Bangladeshi Roman Catholic bishop

Bishop James Romen Boiragi is a Bangladeshi Roman Catholic bishop serving as bishop of the Roman Catholic Diocese of Khulna, Bangladesh.

== Early life ==
James was born on 3 May 1955 at Haldibunia, Bagerhat district, Bangladesh. He studied at St. Paul's High School (at Shelabunia), Notre Dame College, Dhaka, Holy Spirit Major Seminary (Dhaka). After working as a pastor at St.
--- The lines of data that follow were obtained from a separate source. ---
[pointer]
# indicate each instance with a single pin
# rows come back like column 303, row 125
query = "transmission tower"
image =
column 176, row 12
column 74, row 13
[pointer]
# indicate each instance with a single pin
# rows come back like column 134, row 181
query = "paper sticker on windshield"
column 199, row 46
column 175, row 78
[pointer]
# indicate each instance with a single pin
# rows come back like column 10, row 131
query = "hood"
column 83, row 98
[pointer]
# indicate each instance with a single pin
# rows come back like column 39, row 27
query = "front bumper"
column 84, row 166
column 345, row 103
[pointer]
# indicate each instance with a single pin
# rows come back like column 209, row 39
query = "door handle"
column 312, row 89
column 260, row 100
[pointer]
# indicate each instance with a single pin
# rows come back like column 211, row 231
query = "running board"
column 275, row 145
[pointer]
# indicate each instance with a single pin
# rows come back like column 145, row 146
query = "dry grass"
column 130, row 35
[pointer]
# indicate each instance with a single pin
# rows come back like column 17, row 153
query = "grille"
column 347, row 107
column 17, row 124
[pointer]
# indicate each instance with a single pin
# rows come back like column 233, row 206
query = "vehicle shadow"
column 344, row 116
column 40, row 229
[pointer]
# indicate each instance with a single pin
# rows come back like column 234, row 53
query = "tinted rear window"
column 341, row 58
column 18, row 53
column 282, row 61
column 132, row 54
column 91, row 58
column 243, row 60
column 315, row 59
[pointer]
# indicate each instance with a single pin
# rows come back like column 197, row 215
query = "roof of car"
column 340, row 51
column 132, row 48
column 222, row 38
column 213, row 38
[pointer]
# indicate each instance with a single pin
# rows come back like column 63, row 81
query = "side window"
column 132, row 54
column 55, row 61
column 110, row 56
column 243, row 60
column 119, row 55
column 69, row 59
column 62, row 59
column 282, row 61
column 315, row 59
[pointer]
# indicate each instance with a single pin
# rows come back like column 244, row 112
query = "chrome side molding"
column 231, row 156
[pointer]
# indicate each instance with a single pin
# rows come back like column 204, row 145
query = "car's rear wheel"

Joseph's Cathedral in Khulna he went for higher studies in Canon Law at Urbaniana University in Rome, Italy, where he attained his Ph.D. degree in 1996.

== Priesthood ==
He was ordained a priest on 13 January 1985 at Khulna.

== Episcopate ==
He was appointed Bishop of Khulna on 4 May 2012 by Pope Benedict XVI. His episcopal ordination took place at Khulna on 15 June 2012. His motto is "Lead my sheep". He holds the chairs of Catholic Bishops’ Episcopal Commission for Catechetics and Biblical Apostolate alongside. He worked as the Vicar General and Vice Judicial Vicar of the Tribunal for the Diocese of Khulna before being nominated bishop of the diocese on 2 May 2012.